Vigilante Justice in America

By Daisy Ni (PO ’21)

“A government of the people, for the people, and by the people” emblemizes American democracy, and indeed many other democracies around the world today. The United States’ government draws its legitimacy from its citizens, holding a duty first and foremost to the population that constitutes it. Popular sovereignty, however, can sometimes come apart from the government which it creates. Vigilante justice, for example, represents a debate over the extent to which people can exercise individual will. As John Adam declared in the Massachusetts constitution, we live under a “government of laws, and not of men,” illustrating a tension between the two concepts. What role does vigilante justice play in American society and law, and what does this mean for its legitimacy?

Vigilante justice, as defined by the Legal Information Institute, is the “actions of a single person or group of people who claim to enforce the law but lack the legal authority to do so.” Vigilantism itself is not illegal under U.S. law, but involves actions that are oftentimes illegal. It is notably associated with Ku Klux Khan lynching, which clearly demonstrate its dangers. Differences in perceptions of justice—often based on preconceived world views—can lead to horrific abuses and widespread discrimination, promoting a system based on revenge and retaliation and the rise of anarchy. Even when vigilantes are well-intentioned, vigilantism can undermine or disrupt actual law enforcement operations to maintain order.

However, it can also have more nuanced causes and effects. The San Francisco Committee of Vigilance was formed in 1851, for example, in response to the rampant crime and corruption in the municipal government following the rapid population growth during the gold rush. Involving a system of incarceration, trial, and punishment (commonly referring to expulsion from California or rarely, execution), the committee disbanded when the city restored order. In fact, vigilante justice is often justified by the notion that proper forms of law enforcement and criminal justice system is nonexistent or insufficient.

As such, vigilantism can be harnessed by law enforcement in valuable ways. The U.S. Department of Justice found, for example, that citizen policing programs contribute to a significant reduction in crime. In the United Kingdom, a court allowed “pedophilic hunters,” posing as children online in order to apprehend and pass child predators to legal authorities, to remain in operation.

Robinson, author of Shadow Vigilantes: How Distrust in the Justice System Breeds a New Kind of Lawlessness, ties vigilantism closely with the origins and values of the United States. He argues that the American Revolution represents an act of vigilantism. Colonists detached from the British rule to instate their own through the Declaration of Independence, denouncing existent laws after claiming victimization of then-current treatment. The U.S. Constitution’s establishment of the right to revolution, granting a right and duty of the people to overthrow government that “evinces a design to reduce them under absolute despotism,” thus can be interpreted as a recognition of the legitimacy and necessity of some forms of vigilantism.

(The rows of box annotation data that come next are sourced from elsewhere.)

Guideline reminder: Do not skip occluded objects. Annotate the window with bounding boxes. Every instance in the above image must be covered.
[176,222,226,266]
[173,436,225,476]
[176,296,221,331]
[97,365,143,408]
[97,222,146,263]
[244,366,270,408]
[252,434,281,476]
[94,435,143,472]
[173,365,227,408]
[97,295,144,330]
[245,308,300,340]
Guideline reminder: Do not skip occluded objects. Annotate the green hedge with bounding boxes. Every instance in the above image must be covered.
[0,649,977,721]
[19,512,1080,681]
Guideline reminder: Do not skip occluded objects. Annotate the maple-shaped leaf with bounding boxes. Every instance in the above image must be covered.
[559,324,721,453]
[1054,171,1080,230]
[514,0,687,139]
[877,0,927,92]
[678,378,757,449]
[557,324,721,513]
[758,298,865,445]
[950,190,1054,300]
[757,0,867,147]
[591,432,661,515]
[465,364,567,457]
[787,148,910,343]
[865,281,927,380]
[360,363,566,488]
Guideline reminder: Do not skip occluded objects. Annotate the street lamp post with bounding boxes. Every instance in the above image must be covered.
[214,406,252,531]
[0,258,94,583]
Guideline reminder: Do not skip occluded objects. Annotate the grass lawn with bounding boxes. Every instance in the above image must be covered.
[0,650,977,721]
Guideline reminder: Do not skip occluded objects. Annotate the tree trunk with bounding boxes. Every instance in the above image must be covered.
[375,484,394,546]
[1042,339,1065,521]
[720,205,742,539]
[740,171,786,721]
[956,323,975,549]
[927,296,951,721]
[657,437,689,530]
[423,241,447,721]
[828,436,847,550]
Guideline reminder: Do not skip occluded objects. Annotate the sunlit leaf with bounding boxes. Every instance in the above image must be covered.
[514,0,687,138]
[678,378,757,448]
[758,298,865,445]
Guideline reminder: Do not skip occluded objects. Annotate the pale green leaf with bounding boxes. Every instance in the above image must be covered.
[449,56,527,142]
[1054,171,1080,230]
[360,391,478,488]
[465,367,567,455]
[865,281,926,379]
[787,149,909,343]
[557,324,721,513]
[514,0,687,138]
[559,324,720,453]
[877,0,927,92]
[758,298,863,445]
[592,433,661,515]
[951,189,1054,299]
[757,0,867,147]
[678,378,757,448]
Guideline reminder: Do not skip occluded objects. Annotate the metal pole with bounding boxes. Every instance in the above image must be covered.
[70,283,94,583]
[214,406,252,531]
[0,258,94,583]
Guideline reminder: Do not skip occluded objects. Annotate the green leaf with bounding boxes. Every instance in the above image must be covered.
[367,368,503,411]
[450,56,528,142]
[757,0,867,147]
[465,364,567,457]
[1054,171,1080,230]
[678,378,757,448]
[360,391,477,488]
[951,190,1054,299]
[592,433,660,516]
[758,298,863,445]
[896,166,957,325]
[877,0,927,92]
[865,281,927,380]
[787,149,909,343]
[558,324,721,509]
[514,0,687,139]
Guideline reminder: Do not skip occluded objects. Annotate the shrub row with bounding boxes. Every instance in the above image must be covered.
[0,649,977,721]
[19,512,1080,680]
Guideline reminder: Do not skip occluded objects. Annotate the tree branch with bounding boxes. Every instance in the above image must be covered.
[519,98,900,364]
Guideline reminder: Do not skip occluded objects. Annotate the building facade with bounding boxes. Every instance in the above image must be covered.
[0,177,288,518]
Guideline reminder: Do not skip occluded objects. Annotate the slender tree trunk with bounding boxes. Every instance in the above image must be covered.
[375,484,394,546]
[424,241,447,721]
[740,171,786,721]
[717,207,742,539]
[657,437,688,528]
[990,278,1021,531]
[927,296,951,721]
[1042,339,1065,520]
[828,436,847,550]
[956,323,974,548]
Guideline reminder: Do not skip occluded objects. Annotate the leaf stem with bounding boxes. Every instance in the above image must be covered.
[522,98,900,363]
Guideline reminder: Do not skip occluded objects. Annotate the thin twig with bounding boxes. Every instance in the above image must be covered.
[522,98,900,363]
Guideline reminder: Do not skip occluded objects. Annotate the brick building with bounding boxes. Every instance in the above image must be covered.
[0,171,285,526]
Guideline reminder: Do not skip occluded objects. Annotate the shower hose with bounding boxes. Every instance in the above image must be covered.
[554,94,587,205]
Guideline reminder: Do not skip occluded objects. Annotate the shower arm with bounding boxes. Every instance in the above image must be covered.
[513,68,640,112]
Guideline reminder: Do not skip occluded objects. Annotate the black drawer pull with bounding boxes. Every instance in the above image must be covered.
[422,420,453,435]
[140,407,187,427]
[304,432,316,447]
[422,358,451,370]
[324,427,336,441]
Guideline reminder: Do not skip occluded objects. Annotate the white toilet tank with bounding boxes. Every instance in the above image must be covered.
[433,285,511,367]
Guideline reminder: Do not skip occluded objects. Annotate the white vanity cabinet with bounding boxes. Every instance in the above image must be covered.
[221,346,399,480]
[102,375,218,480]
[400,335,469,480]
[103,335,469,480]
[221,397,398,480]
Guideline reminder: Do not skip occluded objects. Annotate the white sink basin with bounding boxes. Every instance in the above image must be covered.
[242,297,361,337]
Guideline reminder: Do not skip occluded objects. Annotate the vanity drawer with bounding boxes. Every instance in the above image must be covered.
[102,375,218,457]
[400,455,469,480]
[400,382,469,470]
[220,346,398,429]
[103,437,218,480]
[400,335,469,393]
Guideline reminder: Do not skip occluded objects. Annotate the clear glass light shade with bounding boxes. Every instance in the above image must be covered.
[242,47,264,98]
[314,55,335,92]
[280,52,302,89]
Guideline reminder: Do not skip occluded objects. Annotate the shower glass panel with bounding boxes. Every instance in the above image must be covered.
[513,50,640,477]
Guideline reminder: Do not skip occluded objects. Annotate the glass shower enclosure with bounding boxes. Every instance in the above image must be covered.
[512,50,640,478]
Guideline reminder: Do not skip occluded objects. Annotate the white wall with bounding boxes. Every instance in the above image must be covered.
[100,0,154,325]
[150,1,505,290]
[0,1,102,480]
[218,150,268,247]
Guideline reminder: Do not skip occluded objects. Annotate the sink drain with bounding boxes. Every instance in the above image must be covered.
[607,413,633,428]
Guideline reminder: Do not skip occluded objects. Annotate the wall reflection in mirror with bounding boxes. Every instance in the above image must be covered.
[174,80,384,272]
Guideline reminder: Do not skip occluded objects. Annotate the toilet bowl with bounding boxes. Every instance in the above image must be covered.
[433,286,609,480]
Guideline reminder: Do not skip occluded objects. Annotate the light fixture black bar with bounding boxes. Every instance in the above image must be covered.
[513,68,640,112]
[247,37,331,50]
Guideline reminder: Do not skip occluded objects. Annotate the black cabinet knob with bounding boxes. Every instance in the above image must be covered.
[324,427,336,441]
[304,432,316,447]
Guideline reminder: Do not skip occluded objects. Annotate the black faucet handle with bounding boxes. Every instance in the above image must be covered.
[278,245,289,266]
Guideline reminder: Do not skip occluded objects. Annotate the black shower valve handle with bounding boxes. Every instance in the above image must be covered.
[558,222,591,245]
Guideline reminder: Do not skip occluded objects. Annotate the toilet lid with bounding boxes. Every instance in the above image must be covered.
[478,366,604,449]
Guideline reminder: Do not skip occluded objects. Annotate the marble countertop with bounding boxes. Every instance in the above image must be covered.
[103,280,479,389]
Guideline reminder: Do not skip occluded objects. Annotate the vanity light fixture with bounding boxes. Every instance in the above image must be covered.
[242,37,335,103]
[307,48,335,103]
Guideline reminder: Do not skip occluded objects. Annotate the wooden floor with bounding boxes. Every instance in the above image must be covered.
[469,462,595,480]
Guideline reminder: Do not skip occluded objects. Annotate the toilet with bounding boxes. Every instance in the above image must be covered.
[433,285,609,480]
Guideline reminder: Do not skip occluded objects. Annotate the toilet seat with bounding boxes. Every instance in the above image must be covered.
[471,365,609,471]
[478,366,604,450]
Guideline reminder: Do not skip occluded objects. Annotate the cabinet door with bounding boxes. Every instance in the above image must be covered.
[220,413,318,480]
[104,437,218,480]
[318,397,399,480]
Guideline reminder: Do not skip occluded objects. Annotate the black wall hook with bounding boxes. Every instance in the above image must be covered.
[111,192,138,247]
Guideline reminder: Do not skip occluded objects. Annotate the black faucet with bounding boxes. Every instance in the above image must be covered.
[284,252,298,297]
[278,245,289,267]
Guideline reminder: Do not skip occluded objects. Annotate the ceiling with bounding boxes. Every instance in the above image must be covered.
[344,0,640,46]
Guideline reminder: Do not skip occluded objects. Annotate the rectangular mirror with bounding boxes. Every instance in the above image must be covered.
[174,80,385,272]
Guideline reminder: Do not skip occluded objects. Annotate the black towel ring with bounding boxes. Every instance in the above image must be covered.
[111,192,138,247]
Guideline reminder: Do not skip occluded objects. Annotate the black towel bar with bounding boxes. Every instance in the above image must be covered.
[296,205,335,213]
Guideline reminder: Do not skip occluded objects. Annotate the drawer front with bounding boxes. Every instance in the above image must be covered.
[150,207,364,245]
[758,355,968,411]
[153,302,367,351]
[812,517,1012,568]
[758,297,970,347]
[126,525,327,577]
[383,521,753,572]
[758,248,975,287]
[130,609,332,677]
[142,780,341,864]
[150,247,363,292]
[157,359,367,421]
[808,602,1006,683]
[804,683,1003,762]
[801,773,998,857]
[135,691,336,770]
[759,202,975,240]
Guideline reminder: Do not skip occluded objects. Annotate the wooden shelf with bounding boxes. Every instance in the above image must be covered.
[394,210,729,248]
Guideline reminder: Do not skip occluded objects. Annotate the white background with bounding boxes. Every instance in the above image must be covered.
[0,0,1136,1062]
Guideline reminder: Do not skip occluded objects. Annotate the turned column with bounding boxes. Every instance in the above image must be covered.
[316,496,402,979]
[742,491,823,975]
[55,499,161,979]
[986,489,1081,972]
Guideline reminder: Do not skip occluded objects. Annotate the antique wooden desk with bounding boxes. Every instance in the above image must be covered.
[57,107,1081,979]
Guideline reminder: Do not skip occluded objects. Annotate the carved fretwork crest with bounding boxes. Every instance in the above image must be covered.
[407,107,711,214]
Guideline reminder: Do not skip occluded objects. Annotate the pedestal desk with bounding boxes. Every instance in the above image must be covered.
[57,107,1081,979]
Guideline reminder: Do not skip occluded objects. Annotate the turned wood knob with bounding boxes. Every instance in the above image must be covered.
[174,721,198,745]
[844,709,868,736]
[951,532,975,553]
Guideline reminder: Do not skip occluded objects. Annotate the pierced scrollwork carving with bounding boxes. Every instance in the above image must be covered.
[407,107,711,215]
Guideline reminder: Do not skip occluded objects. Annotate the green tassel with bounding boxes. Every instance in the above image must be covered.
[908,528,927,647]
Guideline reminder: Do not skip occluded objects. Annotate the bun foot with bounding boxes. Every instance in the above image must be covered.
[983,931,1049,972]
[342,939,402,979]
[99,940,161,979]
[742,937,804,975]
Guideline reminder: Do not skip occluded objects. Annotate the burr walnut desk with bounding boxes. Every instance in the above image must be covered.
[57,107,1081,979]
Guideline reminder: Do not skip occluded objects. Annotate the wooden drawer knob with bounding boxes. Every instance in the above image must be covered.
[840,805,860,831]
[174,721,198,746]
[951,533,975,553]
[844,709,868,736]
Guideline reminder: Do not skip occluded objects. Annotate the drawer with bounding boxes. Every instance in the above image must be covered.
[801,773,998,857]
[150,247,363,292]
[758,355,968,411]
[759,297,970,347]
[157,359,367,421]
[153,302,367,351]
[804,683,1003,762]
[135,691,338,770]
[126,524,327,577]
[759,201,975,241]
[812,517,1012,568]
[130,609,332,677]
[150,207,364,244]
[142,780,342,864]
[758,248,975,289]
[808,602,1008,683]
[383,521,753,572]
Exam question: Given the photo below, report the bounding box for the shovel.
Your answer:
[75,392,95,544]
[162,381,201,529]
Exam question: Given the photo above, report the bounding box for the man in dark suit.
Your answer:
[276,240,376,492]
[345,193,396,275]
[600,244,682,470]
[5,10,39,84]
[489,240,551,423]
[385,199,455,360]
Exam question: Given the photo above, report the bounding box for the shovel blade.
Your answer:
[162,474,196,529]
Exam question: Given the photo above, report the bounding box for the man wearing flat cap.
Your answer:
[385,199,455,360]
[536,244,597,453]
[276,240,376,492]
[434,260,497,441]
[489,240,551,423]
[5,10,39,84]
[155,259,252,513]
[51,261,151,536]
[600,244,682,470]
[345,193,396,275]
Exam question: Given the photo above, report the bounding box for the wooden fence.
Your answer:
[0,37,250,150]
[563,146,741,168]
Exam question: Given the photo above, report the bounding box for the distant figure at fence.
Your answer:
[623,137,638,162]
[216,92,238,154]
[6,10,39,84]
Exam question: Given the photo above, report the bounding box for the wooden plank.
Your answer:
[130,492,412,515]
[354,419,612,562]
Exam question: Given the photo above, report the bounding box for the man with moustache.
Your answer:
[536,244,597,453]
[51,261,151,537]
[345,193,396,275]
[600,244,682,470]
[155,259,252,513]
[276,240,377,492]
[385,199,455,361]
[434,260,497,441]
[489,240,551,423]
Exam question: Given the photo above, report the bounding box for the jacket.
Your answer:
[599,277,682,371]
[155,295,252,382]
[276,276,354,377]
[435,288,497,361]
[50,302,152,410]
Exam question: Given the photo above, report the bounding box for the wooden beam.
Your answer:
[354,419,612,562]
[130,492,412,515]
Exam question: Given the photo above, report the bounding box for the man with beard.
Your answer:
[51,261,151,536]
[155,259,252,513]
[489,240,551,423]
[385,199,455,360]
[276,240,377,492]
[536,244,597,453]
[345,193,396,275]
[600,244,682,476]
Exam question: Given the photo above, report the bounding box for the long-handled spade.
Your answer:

More tangibly, there are already applications of law that seem to encroach within the realm of vigilante justice. For example, citizen’s arrest, allowable in most states under varying degrees, describes an arrest made by a private individual without a warrant. California Penal Code Section 837 states that “a private person may arrest another: 1) for a public offense committed or attempted in his presence. 2) when the person arrested has committed a felony, although not in his presence. 3) when a felony has been in fact committed, and he has reasonable cause for believing the person arrested to have committed it.” Note that in California citizen’s arrest applies to only felonies; some other states also extend citizen’s arrest to misdemeanors or breaches of peace.

Citizen’s arrest seems to speak to the validity of vigilantism, suggesting that individual involvement within law enforcement could be necessary or even desirable at times. However, a legitimate citizen’s arrest must adhere to a stringent set of qualifications, limiting it in scope of application. Citizen’s arrest commonly permits only reasonable, or not more than necessary, use of force, and only in the process of subduing the other person. Additionally, it is contingent upon the actual occurrence of a crime, with less leniency for mistakes than the standard that law enforcement is held to. Those who exceed the permitted limitation of force, or those who arrest someone who has not actually committed a crime, risk criminal and civil liability.

Citizen’s arrest, as well as the previously described neighborhood watching programs and pedophilic hunters, thus all fall short full vigilantism. Each case involves only the apprehension of others, stopping before the implementation of extrajudicial punishment. They ensure that individual safeguarding of laws do not veer into the realm of actuary enforcement, establishing an order and systematic approach to control their effects by involving repercussions for the abuse of power. These applications thus escape much of the dangers associated with vigilante justice.

Aspects of vigilantism seem embodied and in fact promoted in our society, tracing its days in history back to the very creation of our nation. However, there are other components that the law explicitly disavows, allowing our system of governance to channel vigilante enthusiasm and willingness into a positive force.